One if by land, two if by sea

Shore-Ex can make up a quarter of the revenue of an itinerary. As with the onboard programming, Virgin’s shore experiences were shared across almost all the cruise brands in Miami. From a bus tour, a cooking class, a couples massage, to surf lessons — every brand had the same offering. But it was an important profit stream and so I did my best to promote it as if it were uniquely Virgin.

For every creative piece, I always challenged myself and asked — “how do I stay true to the ethos of this brand and bring to life the imagination of Richard Branson?” Even in creating an ad for the onboard premium coffee, I didn’t want to show a latté leaf, instead we created the “Journey of the Coffee Bean.”

The Results

I’m very proud of the DTC work I oversaw for Virgin Voyages. It’s success was not guaranteed but the results were not completely shocking given the feedback we were receiving in usability research, micro-testing and social media. This was a very different story for the B2B (OTA channel).

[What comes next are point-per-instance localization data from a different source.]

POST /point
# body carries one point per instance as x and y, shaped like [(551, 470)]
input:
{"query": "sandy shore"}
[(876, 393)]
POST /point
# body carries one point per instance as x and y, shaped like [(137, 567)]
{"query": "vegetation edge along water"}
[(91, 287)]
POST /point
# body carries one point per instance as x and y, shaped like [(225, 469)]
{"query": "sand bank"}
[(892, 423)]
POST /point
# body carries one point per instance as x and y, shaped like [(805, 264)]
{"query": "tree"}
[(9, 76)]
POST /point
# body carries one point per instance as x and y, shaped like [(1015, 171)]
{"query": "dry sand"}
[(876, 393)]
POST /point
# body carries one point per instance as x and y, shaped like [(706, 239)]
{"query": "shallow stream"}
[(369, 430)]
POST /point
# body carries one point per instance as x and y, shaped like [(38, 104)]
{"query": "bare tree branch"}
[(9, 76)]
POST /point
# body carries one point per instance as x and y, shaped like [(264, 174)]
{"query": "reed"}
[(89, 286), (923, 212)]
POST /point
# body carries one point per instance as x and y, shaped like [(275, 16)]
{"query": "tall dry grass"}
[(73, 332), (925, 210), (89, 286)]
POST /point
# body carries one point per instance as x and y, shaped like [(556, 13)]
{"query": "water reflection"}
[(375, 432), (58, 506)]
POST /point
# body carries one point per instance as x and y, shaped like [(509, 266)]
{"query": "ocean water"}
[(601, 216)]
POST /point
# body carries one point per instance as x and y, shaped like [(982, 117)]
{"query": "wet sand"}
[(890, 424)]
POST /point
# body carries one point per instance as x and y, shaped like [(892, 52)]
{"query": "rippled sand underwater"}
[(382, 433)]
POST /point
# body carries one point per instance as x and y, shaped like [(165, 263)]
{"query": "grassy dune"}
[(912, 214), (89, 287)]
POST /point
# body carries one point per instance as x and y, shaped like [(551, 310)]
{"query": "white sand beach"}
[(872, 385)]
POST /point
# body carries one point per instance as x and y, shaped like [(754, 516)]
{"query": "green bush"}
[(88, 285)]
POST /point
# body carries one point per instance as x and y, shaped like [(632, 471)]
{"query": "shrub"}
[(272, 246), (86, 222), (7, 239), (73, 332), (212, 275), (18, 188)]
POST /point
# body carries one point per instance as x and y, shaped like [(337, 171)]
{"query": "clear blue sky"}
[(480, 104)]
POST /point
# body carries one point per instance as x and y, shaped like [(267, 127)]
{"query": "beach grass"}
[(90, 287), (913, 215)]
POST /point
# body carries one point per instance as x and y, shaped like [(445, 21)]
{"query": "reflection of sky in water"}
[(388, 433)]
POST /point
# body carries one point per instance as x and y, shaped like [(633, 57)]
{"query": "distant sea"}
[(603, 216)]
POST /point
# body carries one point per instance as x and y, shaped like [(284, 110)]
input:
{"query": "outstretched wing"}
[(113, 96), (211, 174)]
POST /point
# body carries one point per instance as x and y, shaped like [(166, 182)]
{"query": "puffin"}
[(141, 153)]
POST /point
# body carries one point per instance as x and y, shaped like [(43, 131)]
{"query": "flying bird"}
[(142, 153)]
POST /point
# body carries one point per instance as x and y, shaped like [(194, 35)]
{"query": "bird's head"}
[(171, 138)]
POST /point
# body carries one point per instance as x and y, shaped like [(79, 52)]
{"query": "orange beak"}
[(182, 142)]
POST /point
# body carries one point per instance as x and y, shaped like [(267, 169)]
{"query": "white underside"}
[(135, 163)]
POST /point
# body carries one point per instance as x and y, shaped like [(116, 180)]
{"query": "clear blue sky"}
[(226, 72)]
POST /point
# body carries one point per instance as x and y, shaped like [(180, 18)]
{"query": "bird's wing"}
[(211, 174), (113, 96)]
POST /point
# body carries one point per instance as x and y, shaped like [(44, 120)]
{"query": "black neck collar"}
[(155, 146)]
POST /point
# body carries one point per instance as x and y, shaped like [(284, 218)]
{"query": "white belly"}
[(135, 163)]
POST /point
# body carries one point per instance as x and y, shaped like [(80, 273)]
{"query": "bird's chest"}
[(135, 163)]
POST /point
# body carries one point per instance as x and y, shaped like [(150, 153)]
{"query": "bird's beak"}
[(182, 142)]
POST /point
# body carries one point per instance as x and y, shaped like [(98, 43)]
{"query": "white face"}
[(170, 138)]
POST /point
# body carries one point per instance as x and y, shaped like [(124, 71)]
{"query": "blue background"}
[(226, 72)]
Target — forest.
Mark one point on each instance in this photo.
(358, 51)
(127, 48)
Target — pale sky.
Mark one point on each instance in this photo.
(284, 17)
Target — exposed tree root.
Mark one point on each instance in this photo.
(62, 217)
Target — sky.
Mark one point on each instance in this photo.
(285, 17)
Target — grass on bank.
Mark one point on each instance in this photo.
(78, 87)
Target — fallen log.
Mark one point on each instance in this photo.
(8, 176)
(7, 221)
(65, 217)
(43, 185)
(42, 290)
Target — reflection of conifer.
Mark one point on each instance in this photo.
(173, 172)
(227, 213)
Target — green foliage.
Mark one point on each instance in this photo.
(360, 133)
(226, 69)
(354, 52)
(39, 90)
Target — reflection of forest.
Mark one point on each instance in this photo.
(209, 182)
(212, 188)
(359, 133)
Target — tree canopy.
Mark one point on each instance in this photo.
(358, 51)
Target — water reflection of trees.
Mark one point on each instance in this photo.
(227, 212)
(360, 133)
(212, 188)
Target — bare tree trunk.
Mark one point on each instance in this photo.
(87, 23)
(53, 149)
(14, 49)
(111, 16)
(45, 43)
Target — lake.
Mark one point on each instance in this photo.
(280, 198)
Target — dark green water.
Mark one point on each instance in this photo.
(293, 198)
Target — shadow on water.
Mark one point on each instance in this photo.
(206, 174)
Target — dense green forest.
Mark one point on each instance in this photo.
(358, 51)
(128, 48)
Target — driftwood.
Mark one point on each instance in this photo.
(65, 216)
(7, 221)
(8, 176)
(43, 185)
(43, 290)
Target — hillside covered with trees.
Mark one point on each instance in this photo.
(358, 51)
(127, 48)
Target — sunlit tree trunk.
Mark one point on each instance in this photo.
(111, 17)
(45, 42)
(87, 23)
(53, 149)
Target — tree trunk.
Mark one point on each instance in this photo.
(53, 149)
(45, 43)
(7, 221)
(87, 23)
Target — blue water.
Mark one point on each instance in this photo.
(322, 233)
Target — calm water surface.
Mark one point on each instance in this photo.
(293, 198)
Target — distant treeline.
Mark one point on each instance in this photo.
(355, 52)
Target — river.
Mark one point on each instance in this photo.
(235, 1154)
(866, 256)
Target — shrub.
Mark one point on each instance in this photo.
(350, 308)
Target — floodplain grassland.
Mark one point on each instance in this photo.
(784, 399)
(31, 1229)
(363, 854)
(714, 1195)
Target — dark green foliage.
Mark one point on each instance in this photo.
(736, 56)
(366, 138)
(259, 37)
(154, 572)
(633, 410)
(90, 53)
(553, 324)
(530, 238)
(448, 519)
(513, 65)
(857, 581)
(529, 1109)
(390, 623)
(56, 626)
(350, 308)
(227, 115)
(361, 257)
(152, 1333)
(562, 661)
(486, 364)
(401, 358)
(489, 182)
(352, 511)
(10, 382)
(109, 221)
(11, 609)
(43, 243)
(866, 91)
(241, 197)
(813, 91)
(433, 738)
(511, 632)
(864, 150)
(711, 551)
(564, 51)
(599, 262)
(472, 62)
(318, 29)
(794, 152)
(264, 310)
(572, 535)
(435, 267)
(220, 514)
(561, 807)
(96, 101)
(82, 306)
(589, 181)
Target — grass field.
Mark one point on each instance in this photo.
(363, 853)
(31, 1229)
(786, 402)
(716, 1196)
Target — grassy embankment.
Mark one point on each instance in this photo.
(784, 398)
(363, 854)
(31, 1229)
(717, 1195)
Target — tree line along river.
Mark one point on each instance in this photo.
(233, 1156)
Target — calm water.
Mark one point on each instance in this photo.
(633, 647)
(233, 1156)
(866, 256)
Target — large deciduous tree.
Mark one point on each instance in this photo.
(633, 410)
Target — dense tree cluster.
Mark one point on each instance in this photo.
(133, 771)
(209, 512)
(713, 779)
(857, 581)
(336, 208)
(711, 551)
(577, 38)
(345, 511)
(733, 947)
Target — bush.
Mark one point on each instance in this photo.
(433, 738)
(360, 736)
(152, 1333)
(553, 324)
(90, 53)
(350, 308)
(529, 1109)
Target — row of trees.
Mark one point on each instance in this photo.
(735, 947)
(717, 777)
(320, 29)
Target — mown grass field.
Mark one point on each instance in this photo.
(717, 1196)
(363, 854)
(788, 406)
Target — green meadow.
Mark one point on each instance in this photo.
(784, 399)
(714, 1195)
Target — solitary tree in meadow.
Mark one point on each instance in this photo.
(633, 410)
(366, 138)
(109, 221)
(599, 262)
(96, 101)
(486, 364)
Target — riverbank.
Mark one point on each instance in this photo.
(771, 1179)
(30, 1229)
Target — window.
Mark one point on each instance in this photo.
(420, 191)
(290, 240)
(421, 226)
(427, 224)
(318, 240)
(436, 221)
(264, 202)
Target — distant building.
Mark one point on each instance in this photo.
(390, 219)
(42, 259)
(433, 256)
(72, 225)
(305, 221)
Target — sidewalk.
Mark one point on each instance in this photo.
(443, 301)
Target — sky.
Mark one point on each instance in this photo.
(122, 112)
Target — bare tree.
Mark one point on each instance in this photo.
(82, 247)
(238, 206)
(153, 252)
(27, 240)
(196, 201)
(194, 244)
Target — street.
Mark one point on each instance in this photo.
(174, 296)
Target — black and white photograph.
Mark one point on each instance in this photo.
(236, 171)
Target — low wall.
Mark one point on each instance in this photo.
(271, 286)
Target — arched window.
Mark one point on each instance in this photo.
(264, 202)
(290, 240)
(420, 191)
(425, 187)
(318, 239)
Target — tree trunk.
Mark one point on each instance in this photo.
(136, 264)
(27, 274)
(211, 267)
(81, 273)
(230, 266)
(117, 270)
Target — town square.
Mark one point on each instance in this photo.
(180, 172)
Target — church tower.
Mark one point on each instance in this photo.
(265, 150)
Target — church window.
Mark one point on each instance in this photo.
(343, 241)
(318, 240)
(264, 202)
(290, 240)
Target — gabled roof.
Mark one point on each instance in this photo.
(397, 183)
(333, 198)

A little background on sales for most cruise operators. There are two revenue channels: Travel agents partners (OTAs) and DTC (online sales). I oversaw the creative marketing for the DTC channel. For OTA partners, the sales marketing was created by a different internal group responsible for agent outreach and relationship management. They had a lot previous cruise experience and went in a decidedly more traditional cruise-marketing direction (the type of creative I fought very hard to keep out of the DTC channel). These decisions were more instinctive, based on previous cruise experience without regard to changing dynamics of the marketplace. Heading into sales launch, the first year projections were 70% OTA, 30% DTC (the projection reflects an industry number but also with an internal theory that OTA’s personal connections would make them more successful at selling a product from a new and yet unproven cruise brand).

The actuals were more or less flipped. At launch, 80% came through DTC and held steady for the remainder of the year, contributing 65-70% of sales. Infact, the consumer-facing creative was so much more aspirational and the narrative was simpler to understand that OTAs began using the DTC website and not their dedicated sales site.

There are a couple of lessons here — branding does play a huge role in the success of a company. But also, there are so many micro-testing tools and feedback loops that B2B’s dramatic underperformance is largely avoidable.